1. Retrieve Features from the Feature Store

Retrieve features from the Feature Store using the model signature of the selected model from the Model Registry.

Below is the code snippet from the notebook:

fv_feature_ent1_instance  = fs.get_feature_view("FV_FEATURE_ENT_1", "V_1")
fv_feature_ent2_instance  = fs.get_feature_view("FV_FEATURE_ENT_2", "V_1")
fv_feature_ent3_instance  = fs.get_feature_view("FV_FEATURE_ENT_3", "V_1")
fv_feature_ent4_instance  = fs.get_feature_view("FV_FEATURE_ENT_4", "V_1")


fv_list = [fv_feature_ent1_instance, 
           fv_feature_ent2_instance, 
           fv_feature_ent3_instance,
           fv_feature_ent4_instance] 


universe_tbl = '.'.join([input_database, input_schema, 'DEMO_TARGETS_TBL'])
universe_sdf            = session.table(universe_tbl).filter(F.col("REF_MMYY") == ref_mmyyyy)


#get the input signature from the desired model from the model registr

reg = Registry(session, database_name = working_database,schema_name = model_registry_schema)
reg.show_models()
mv = reg.get_model(model_name).version("v1")
# the input signature of model
input_signature = mv.show_functions()[0].get("signature").inputs
input_cols = [c.name for c in input_signature]

2 Create Dataset for Inference

Snippet of code to generate the dataset used for inference:

dataset = fs.generate_dataset(
    name=f"{working_database}.{working_schema}.INFERENCE_DATASET",
    spine_df=universe_sdf,
    features = slice_list,
    version=dataset_version,
    #output_type="table",
    spine_label_cols=["TARGET"],
    desc="training dataset for ml demo"
)

3. Run Preprocessing

Snippet of code to run preprocessing on unseen or inference data:

session.file.get(f'{stage}/preprocessing_pipeline.joblib', '/tmp')
PIPELINE_FILE = '/tmp/preprocessing_pipeline.joblib'

preprocessing_pipeline = joblib.load(PIPELINE_FILE)

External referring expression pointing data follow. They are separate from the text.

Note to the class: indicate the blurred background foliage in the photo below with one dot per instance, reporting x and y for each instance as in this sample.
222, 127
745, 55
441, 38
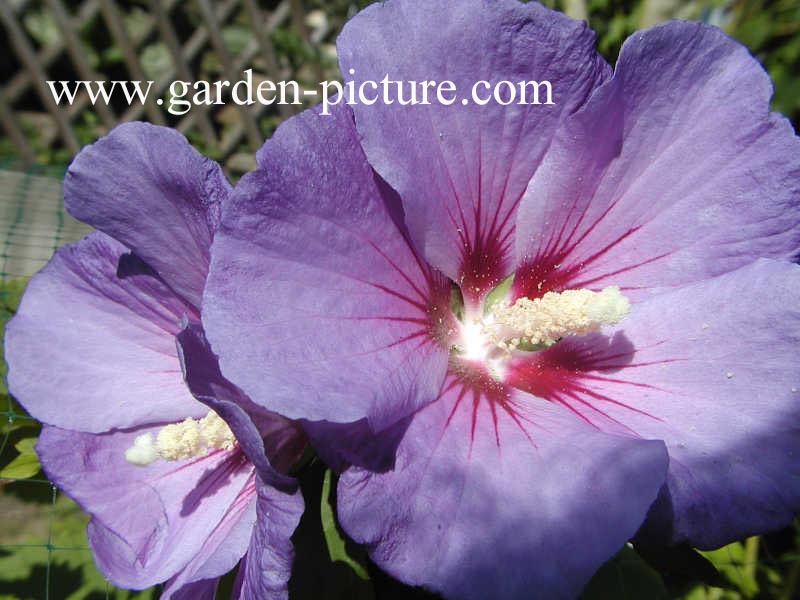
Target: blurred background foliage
43, 550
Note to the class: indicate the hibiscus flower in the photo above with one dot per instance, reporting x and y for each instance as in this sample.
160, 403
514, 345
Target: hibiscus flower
562, 321
176, 493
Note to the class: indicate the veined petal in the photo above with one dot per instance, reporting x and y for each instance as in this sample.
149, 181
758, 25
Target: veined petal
711, 369
92, 346
666, 176
149, 523
268, 563
505, 494
145, 186
253, 427
220, 553
461, 169
316, 304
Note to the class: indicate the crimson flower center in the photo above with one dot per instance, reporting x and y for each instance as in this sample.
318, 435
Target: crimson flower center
491, 335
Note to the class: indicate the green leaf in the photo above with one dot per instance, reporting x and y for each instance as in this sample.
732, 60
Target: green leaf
498, 293
681, 567
738, 562
26, 464
626, 577
336, 544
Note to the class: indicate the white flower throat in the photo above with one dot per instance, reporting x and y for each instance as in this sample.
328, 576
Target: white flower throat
532, 324
190, 438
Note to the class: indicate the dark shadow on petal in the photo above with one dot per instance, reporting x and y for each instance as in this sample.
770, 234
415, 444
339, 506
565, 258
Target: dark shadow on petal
130, 264
355, 444
212, 480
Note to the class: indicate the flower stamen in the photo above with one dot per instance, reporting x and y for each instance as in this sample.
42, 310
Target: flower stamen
529, 323
190, 438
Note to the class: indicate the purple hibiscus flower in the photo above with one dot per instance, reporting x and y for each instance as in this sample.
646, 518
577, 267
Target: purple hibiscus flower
644, 349
178, 490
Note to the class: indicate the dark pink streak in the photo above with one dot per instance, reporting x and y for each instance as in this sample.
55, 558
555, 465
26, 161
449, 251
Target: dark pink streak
566, 373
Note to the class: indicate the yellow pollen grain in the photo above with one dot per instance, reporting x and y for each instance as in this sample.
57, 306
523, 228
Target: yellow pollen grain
191, 438
555, 315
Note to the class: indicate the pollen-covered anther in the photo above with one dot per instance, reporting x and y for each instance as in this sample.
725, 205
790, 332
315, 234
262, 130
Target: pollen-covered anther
555, 315
190, 438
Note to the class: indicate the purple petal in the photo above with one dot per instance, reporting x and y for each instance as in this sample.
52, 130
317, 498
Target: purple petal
268, 564
147, 187
90, 350
461, 170
497, 496
149, 523
673, 172
198, 590
316, 303
712, 370
252, 426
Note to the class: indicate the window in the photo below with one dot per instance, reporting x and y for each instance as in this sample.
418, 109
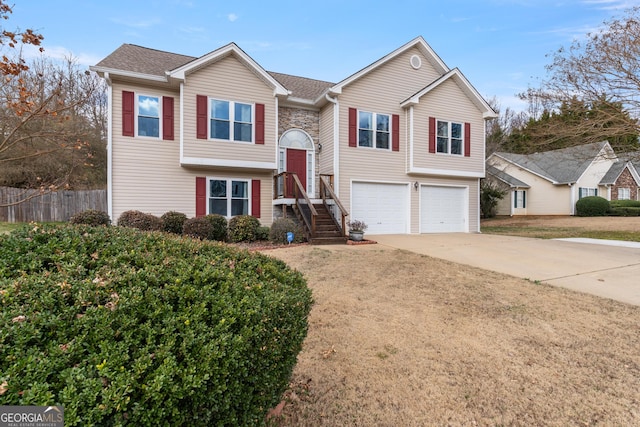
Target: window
374, 130
586, 192
624, 194
520, 199
449, 137
228, 197
149, 116
232, 121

df=preprocessing_pipeline.fit(df).transform(df)

3. Run Prediction

Snippet of code to run prediction on an unseen or prediction dataset:

prediction_result = mv.run(df, function_name ="PREDICT")

Congratulations! You've successfully built an end-to-end customer targeting model in a Snowflake Notebook and logged the trained model to the Snowflake ML Registry, making it ready for inference and future use.

What You Learned

How to generate realistic synthetic data in Snowpark and save it as Snowflake tables.
How to define entities and register feature views in the Feature Store.
How to perform feature engineering and feature reduction.
How to train and tune models within Snowflake ML.
How to log and register models in the Snowflake ML registry.
How to run predictions on new data using the registered model within Snowflake.